O autor desta palavras também teve conhecimento que aos fins de semana depois da missa dominical os padres, ou pelo menos alguns padres, incentivavam os fiéis a adquirir acções do mesmo canal de televisão "conduzindo-os" para uma sala contínua onde se celebra a missa, de modo a que, com o máximo de religiosidade, pudesse ajudar a obra da futura televisão católica.
Toda esta situação nos pode levar a uma certa comparação com a questão das indulgências do início do século XVI que levou à reforma e à posterior cisão da igreja católica. Claro que se pode facilmente considerar que é uma comparação abusiva, visto que as circunstâncias são muito diferentes e o próprio ambiente político-histórico é distinto. Mas o substracto ideológico é o mesmo: as cabeças que fizeram a igreja das indulgências do século XVI pensam e agem do mesmo modo que as cabeças da actual igreja impulsionadoras do canal 4 de televisão, abençoado poucos dias após o início das emissões, pelo próprio papa.
Logo, não é tão abusivo sermos levados pela comparação atrás apresentada, porque a igreja católica como grande empresa multinacional que é, continua naturalmente a preocupar-se com o domínio das mentalidades embora saiba que esse domínio não é absoluto em relação a uma camada importante da população, o que não acontecia no século XVI. Daí que esta reflexão tenha o seu sentido: equacionar esta questão é o que se pretende.
Foi em 31 de Outubro de 1516 que Lutero se referiu publicamente pela primeira vez, numa prédica, à questão das indulgências. E não foi por mero interesse académico que se preocupou com o assunto; como sacerdote notava as consequências desastrosas pois considerava que favorecia uma devoção superficial. A própria igreja do castelo de Vitemberga continha, graças à devoção e ao dinheiro de Frederico , o Sábio, relíquias capazes de assegurar aos devotos cerca de cento e trinta anos de indulgência!
Comprar indulgências não significava recorrer a uma prática contestável que se tivesse desenvolvido à margem da doutrina da igreja, pois esta ensinava, indubitavelmente, que a pena temporal devida pelos pecados já perdoados podia ser remida não só por meio de reparações, sacramentais ou não, mas também por meio da indulgência. Sem excluir, portanto, a penitência, a igreja considerava que recorrendo ao tesouro de méritos constituído pelas obras super-rogatórias dos santos, podia conceder a remissão de pena ao pecador perdoado.
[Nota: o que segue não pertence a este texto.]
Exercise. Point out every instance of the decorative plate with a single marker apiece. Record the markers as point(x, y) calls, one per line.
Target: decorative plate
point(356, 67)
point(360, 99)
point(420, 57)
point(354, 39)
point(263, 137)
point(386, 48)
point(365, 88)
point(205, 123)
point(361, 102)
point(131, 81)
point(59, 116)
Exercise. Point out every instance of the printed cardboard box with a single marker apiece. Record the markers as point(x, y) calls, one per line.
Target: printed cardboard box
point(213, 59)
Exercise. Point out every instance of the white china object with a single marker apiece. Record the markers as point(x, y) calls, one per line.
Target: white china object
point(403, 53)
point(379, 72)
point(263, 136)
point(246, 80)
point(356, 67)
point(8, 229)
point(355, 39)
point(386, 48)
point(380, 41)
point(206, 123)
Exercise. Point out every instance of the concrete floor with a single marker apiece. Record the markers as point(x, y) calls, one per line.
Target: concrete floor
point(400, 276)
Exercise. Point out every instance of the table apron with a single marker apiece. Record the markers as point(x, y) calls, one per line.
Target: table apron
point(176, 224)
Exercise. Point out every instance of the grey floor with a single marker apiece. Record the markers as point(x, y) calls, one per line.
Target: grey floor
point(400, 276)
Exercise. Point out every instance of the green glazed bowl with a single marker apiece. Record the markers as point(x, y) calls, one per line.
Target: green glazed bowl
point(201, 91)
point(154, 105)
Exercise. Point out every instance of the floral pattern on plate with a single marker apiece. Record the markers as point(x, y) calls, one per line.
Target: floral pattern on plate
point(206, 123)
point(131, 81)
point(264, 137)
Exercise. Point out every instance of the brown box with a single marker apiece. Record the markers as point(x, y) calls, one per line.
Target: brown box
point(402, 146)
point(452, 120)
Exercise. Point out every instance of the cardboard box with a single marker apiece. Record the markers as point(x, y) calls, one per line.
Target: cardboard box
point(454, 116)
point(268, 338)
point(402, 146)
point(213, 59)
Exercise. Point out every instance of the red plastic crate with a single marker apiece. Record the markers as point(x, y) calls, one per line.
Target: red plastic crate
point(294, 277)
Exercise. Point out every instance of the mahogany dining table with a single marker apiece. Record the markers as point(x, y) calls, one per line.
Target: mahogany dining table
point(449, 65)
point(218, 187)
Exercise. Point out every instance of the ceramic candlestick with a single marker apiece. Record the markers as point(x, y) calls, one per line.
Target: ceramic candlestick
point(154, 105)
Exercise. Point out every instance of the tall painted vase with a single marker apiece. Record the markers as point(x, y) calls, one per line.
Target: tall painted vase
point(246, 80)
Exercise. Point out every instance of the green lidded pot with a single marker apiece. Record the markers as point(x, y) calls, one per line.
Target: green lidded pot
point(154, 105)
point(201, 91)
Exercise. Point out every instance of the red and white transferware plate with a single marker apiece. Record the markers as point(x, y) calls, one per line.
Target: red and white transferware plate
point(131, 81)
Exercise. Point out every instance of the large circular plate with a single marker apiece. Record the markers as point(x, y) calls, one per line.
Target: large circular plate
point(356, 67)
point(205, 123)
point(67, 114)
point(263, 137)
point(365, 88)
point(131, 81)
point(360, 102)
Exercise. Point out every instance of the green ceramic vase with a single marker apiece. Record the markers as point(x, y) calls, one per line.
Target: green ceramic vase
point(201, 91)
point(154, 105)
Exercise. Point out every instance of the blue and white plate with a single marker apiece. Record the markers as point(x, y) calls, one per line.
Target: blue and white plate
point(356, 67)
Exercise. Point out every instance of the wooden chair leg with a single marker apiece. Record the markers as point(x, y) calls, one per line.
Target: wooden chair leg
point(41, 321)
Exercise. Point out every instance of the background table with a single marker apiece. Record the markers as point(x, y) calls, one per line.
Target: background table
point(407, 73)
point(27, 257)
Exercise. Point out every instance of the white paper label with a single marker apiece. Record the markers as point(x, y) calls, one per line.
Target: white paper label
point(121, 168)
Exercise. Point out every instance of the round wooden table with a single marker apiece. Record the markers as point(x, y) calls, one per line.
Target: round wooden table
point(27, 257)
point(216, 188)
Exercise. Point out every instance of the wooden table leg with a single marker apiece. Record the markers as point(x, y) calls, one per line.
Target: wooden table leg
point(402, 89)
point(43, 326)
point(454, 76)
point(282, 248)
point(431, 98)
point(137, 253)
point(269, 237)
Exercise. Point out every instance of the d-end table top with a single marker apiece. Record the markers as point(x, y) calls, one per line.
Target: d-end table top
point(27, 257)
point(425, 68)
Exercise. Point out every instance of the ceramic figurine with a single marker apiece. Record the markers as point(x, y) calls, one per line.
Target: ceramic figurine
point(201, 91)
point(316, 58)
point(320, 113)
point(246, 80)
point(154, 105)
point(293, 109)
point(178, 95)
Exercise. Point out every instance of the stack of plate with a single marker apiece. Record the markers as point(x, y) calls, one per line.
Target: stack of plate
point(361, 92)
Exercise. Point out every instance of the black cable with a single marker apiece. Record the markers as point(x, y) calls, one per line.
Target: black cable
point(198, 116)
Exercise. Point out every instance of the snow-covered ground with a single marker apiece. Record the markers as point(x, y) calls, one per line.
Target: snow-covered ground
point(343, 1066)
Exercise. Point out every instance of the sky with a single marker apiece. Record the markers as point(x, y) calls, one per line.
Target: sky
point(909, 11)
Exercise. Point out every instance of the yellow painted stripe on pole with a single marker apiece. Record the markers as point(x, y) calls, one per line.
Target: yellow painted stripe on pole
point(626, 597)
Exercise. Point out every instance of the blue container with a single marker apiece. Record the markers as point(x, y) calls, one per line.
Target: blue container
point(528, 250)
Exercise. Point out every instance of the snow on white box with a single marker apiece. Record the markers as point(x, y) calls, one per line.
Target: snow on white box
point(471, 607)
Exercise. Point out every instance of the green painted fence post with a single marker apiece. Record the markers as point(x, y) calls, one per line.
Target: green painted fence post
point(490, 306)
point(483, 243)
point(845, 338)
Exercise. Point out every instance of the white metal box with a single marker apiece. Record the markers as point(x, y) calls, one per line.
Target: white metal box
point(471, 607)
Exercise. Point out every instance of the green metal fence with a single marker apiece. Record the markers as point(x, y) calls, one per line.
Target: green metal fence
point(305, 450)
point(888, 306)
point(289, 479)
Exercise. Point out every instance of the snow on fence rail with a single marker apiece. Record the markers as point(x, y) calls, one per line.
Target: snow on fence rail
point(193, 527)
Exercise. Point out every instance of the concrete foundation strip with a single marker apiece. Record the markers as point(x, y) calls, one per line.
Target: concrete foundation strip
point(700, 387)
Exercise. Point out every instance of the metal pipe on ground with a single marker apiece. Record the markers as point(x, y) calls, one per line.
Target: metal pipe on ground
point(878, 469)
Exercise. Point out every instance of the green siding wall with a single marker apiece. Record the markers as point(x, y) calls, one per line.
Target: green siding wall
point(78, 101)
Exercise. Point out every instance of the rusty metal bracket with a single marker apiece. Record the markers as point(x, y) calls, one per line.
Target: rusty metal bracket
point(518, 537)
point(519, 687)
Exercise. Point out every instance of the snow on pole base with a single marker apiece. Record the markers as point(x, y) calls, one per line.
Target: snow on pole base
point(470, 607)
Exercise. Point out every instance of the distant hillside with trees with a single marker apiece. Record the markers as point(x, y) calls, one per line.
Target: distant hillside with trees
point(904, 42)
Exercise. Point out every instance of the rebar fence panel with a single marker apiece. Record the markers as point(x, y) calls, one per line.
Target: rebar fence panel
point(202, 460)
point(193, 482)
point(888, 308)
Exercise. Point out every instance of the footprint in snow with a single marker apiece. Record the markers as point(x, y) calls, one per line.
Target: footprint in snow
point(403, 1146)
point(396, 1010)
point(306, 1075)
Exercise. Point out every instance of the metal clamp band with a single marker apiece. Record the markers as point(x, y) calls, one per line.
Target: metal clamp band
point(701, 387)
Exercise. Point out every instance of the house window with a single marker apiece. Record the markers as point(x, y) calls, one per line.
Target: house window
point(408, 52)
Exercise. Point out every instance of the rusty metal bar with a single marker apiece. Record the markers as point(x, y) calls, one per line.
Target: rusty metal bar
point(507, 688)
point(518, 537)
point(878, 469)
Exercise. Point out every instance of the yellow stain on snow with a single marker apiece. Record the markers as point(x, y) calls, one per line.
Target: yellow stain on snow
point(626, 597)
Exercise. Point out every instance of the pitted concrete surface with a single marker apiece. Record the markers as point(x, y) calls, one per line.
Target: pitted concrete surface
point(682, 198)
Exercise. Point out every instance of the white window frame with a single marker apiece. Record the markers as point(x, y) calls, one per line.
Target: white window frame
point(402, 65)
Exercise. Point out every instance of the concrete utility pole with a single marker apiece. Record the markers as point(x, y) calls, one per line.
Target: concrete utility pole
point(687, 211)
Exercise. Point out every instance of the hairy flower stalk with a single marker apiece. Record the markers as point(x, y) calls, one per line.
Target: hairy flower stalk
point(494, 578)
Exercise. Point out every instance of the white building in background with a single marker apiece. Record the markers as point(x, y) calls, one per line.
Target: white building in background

Subtil, sem dúvida nenhuma, esta doutrina era, no entanto, dificilmente acessível ao povo, e tanto mais mal interpretada quanto é certo que o papado pretendera por mais de uma vez, mas sem encontrar apoio entre os doutores, que as indulgências por ele concedidas resgatavam o pecador da pena e da culpa, isto é, do própio pecada. Resultado: para os simples, a indulgência pontifícia era sinónimo de remissão plenária. A confusão era grave. Mas ainda mais grave era o facto de, a partir de 1476, se puderem comprar indulgências a favor das almas do purgatório.
Em 1517 Lutero afixa as célebres 95 proposições sobre "a virtude das indulgências" que apesar de pouco acessíveis aso profanos, abstiveram considerável êxito, devido, sem dúvida, às criticas cheias de bom-senso que formulavam aqui e ali à prática da igreja. Todos aqueles que se indignavam com a forma como a credulidade popular era explorada em proveito do fisco romano, receberam-nas como um manifesto libertador.
A partir daqui sabe-se o desenrolar da história que não cabe aqui apresentar. Deste relato não se pretende inferir, nem isso era possível, que as consequências das emissões de televisão do canal católico serão semelhantes às consequências da implementação das indulgências. O que se pretendeu mostrar é que as semelhanças não se situam ao nível das consequências mas determinadamente ao nível das motivações.
Fundamentalmente a igreja não mudou, nem isso seria de esperar, nem em termos libertários é isso que se pretende. A igreja é conservadora melhor dizendo retrógrada e o que defende é a manutenção do status quo para o qual desempenha um papel importante, nem que para isso seja necessário investir num canal de televisão que por várias vezes já foi afirmado, seguirá escrupulosamente os ditames da moral católica.